Cet article de J. Jones apporte sa pierre au débat qui agite le monde de l’art contemporain depuis plusieurs décennies, opposant tenants de rapprochements (voire de collaborations) féconds avec les sciences et détracteurs d’artistes contemporains qui « font de la découverte artistique et scientifique qui a « inspiré » directement leurs œuvres une « valeur » artistique » (Estelle Artus, « Entre expérimentation scientifique et expérience physique » in Claude Fintz, (ed), Le Corps comme lieu de métissages, L’Harmattan, 2003). Les sciences et technologies nouvelles sont-elles une source d’inspiration, un fait brut du réel contemporain dont l’art se doit de rendre compte, ou bien un simple outil ? Pour beaucoup, dont Michel Onfray, l’évocation d’une inspiration d’ordre scientifique n’est qu’un alibi masquant ce qu’il nomme « la passion thanatophilique » (Archéologie du présent.
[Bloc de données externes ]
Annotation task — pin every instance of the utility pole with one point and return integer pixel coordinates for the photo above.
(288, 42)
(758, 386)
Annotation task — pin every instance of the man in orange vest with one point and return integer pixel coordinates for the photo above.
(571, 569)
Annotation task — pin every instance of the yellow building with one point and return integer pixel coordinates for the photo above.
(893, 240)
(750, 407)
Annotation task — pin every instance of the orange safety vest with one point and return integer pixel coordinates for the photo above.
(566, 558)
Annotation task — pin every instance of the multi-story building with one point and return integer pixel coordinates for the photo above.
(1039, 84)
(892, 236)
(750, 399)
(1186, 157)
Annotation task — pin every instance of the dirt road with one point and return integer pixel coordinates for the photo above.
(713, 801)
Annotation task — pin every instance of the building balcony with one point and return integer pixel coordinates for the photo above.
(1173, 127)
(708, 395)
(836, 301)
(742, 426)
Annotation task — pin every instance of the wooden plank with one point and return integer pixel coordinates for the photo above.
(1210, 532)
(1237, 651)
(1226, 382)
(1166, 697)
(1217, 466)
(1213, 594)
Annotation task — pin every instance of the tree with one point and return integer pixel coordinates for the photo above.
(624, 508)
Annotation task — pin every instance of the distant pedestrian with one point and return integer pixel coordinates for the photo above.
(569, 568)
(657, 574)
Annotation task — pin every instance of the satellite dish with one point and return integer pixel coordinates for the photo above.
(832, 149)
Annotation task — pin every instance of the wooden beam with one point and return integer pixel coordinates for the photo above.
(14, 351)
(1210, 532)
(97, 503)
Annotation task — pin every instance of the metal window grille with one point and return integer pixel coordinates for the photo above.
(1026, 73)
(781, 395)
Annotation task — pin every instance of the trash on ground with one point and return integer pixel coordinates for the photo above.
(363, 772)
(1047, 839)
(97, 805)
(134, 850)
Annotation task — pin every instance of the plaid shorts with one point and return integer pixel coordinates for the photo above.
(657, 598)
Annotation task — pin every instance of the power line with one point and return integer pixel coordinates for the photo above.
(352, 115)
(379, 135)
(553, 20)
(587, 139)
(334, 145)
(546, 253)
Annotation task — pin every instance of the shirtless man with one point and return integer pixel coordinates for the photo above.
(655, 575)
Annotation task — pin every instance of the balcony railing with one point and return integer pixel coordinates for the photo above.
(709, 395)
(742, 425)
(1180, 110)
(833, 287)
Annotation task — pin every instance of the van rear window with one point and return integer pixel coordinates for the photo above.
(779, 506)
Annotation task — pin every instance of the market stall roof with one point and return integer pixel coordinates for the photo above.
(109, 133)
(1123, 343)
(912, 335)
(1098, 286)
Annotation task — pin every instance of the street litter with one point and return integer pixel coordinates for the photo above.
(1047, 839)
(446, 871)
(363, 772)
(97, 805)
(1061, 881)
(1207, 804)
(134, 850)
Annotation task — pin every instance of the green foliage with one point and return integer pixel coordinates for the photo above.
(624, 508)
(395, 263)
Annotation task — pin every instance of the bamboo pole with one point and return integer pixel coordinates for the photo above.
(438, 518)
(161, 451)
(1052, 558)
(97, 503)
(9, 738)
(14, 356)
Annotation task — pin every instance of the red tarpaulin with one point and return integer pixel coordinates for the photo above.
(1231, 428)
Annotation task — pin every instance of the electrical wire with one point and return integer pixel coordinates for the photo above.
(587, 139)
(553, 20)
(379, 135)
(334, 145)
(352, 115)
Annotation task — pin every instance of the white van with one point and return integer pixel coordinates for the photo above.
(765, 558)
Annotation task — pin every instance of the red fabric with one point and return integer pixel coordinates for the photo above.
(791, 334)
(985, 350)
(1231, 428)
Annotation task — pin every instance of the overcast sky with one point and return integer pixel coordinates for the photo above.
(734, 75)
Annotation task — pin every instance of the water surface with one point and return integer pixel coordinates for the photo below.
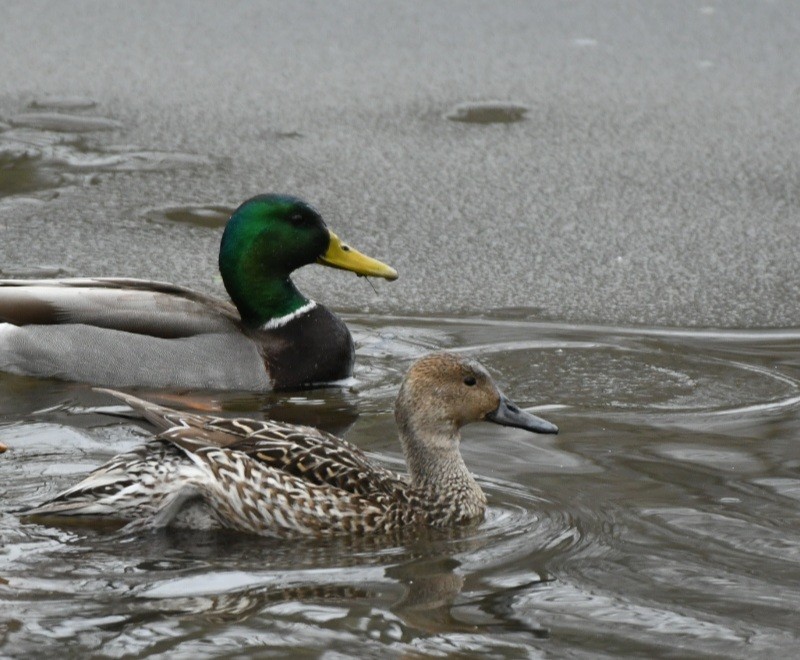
(662, 517)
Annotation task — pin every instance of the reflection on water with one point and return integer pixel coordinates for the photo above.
(664, 510)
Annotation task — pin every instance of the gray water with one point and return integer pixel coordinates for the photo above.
(597, 199)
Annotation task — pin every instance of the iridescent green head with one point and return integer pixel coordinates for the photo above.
(267, 238)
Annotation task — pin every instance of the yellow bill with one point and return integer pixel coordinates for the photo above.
(343, 256)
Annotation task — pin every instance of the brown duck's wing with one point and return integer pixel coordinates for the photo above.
(312, 455)
(305, 452)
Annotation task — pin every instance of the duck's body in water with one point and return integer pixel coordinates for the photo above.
(138, 333)
(277, 479)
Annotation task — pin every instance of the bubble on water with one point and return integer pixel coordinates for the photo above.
(488, 112)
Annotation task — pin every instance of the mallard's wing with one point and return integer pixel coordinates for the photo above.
(126, 332)
(126, 304)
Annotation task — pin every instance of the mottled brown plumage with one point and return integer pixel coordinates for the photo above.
(278, 479)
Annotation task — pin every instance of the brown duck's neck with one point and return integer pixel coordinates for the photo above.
(436, 467)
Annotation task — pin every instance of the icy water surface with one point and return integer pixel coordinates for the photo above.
(570, 192)
(661, 520)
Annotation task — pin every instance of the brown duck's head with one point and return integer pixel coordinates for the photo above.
(443, 392)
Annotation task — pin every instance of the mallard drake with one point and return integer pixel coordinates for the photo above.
(276, 479)
(130, 332)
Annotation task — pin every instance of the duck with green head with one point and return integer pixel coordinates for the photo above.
(129, 332)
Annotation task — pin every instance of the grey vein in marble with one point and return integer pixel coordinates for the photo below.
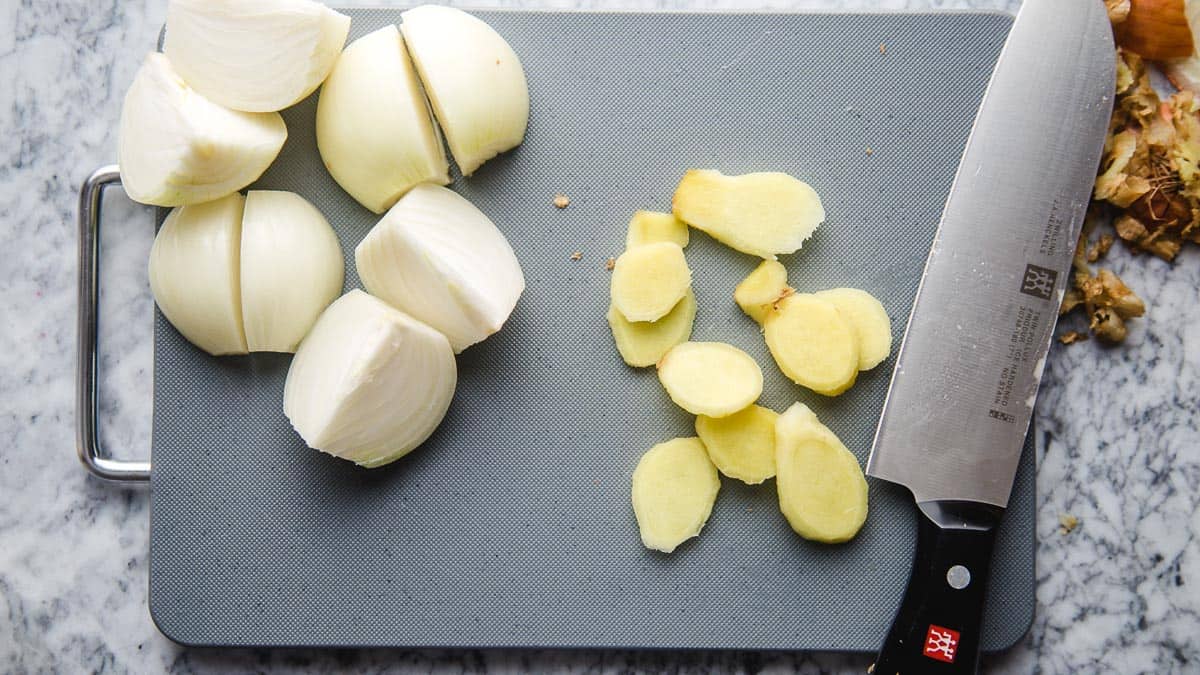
(1120, 443)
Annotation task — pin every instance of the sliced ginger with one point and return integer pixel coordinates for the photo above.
(761, 290)
(822, 491)
(675, 488)
(820, 340)
(648, 281)
(813, 344)
(647, 227)
(711, 378)
(762, 214)
(742, 444)
(869, 320)
(643, 342)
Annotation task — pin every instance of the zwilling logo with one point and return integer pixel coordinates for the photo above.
(1038, 281)
(941, 644)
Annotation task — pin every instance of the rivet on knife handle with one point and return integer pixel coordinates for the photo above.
(939, 623)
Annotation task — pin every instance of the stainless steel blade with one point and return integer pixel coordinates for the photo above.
(969, 369)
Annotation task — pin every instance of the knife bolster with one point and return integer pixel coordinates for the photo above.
(936, 628)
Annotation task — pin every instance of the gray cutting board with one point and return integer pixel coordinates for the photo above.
(511, 526)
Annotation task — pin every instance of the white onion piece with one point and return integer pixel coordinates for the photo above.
(292, 269)
(178, 148)
(474, 81)
(369, 382)
(375, 130)
(193, 274)
(439, 258)
(259, 55)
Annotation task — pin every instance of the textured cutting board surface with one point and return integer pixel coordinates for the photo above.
(511, 526)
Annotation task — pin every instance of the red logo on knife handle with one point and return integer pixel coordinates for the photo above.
(941, 643)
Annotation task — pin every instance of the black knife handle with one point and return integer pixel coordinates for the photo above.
(937, 627)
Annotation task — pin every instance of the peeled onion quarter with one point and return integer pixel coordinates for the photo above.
(292, 269)
(256, 57)
(474, 81)
(193, 274)
(375, 130)
(369, 383)
(178, 148)
(439, 258)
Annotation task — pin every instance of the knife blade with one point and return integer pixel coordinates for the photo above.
(967, 371)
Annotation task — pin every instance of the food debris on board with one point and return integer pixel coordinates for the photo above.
(1149, 181)
(1067, 524)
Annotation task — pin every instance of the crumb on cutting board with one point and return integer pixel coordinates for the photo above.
(1067, 524)
(1072, 336)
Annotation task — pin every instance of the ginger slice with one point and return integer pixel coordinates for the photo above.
(675, 488)
(822, 491)
(762, 214)
(870, 321)
(813, 342)
(647, 227)
(711, 378)
(648, 281)
(645, 342)
(762, 288)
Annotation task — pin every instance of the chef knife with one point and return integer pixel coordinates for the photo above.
(967, 372)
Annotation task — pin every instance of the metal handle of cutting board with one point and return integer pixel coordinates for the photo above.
(87, 395)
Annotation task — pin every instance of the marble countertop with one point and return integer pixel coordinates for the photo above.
(1119, 447)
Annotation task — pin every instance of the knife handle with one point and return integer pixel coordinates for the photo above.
(936, 628)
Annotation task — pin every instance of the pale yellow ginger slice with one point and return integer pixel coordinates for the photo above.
(649, 280)
(647, 227)
(762, 214)
(822, 491)
(675, 488)
(869, 320)
(762, 288)
(742, 444)
(711, 378)
(643, 342)
(813, 344)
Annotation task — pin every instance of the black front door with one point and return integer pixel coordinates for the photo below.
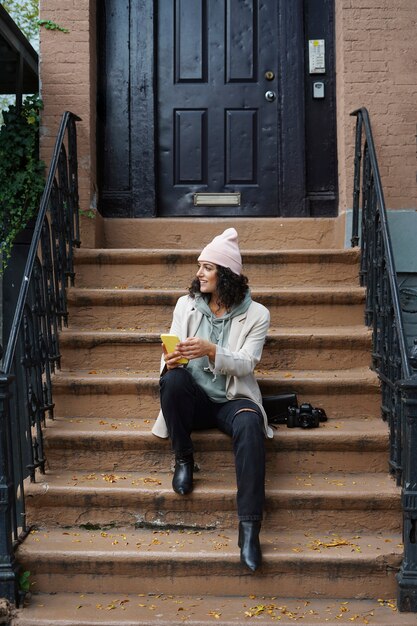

Manisfeste pour une esthétique cynique. Grasset, « AdamBiro, 2003).
Il s’agira dans cette communication de tenter de faire le point sur ces questions et de raisonner à partir de quelques exemples choisis. Outre les œuvres déjà mentionnées, on aura recours aux travaux de Karen Ingham, artiste et chercheuse à la Swansea Metropolitan University dont les œuvres, élaborées en collaboration avec des équipes scientifiques, explorent les nouvelles voies d’une interdisciplinarité entre arts et sciences.

 

Laurence Roussillon-Constanty (Toulouse 3) – Cette adresse e-mail est protégée contre les robots des spammeurs, vous devez activer Javascript pour la voir.

« The Elements of Drawing : le dessin selon Ruskin »

Dans mon intervention, je propose de présenter mon travail de traduction en français du célèbre manuel de dessin écrit par Ruskin en 1857. En particulier, il s'agira de relier cette oeuvre de Ruskin à son esthétique, et de montrer comment elle s'inscrit en regard d'autres théories du dessin développées jusqu'ici, plus particulièrement en France. Plus largement, ce sera ici l'occasion de discuter de la réception de l'oeuvre de Ruskin en France, de sa place dans les études anglaises, afin éventuellement de discuter de projets autour de sa pensée.